次に、朗読が行われましたが、川上さんの作品をまずご自身が日本語で、そのあとキャンベルさんが英語で、という形でした。3つの作品が交互に読まれましたが、お二人の朗読は異なる言語ながらも心地よく融合し、私の中で自然に登場人物を作り上げていました。そして、客席になった開放的な階段本棚という空間で、ゆったりと想像が膨らんでいくような感覚にとらわれました。

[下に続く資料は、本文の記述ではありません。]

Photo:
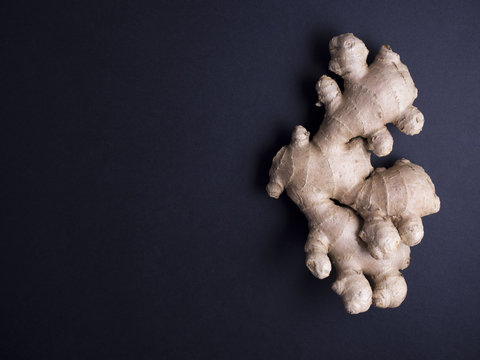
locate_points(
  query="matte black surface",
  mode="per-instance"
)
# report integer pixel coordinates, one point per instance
(136, 142)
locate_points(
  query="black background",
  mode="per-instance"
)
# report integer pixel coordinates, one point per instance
(136, 142)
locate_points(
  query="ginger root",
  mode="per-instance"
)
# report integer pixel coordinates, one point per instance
(360, 219)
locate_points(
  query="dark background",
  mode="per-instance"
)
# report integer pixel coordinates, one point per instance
(136, 142)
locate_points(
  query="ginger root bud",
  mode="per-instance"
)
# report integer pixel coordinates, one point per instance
(371, 234)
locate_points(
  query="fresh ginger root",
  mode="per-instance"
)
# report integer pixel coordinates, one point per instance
(334, 167)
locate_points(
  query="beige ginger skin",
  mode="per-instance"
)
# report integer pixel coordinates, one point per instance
(371, 234)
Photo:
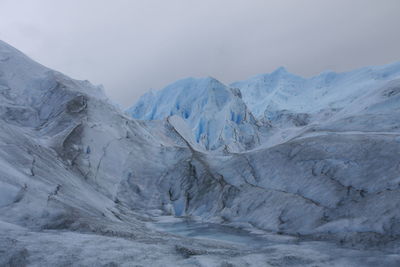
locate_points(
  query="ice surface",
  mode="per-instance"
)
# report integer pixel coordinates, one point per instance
(82, 183)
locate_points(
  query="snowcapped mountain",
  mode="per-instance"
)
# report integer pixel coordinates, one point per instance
(282, 94)
(82, 183)
(215, 113)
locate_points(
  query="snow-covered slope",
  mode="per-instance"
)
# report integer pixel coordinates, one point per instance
(80, 181)
(215, 113)
(280, 94)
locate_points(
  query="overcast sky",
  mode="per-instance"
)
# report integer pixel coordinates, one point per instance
(130, 46)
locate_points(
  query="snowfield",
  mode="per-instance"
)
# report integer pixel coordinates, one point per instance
(278, 170)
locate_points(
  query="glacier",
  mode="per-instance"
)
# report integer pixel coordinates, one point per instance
(277, 170)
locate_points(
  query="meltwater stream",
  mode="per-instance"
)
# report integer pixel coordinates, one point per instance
(218, 232)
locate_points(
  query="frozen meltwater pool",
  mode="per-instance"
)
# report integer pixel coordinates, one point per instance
(218, 232)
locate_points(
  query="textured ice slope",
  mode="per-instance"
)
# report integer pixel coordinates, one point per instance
(80, 181)
(282, 94)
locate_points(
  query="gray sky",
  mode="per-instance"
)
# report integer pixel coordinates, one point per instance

朗読が終わると、再び対談に移り、話題は翻訳の難しさと面白さについてでした。キャンベルさんによると、日本語は心の中に寄り添う表現が多く、一方英語はどうしても客観的になってしまうため、翻訳の表現に工夫が必要だそうです。時に翻訳者によって元の文章とは異なる表現が為されることがありますが、川上さんはそれを肯定していました。作品を書いているときには意識していなかった点を、英訳によって気づかされることもあるそうです。翻訳者による解釈が作品に立体感を持たせることもある、翻訳者もアーティストなのだということに、気づかされました。また作品が映像化されることについて、川上さんは、自身の作品と異なっていても、原作を器として他の物に変わっていくことこそが面白い点なのだと語っていました。

今回の対談でうかがった川上さんの文学観から、“つながり”の重要さを感じました。『伊勢物語』の現代語訳から創作作品、そして翻訳や映像化まで、どれもつながりを持つことによって新しいものが作られます。国際文学館は国際文学、翻訳文学の研究拠点として位置づけられていますが、まさに他言語への“つながり”から国際文学、翻訳文学は生まれると言えます。

階段本棚には「現在から未来に繋ぎたい世界文学作品」「村上作品とその結び目」をテーマに本が並べられています。この場所で、お二人のお話を聞くことができたことはとても貴重な体験でした。訪れる人にとってこの国際文学館がつながりを生み出し、新たな文学への拠点になるのだと思うとわくわくしています。

作品名

  • 『このあたりの人たち』(スイッチ・パブリッシング・2016年、文春文庫・2019年)
  • 『センセイの鞄』(平凡社・2001年、文春文庫・2004年)

川上さんが自作を日本語で朗読され、つづいてキャンベルさんが同じ箇所を英語で朗読されました。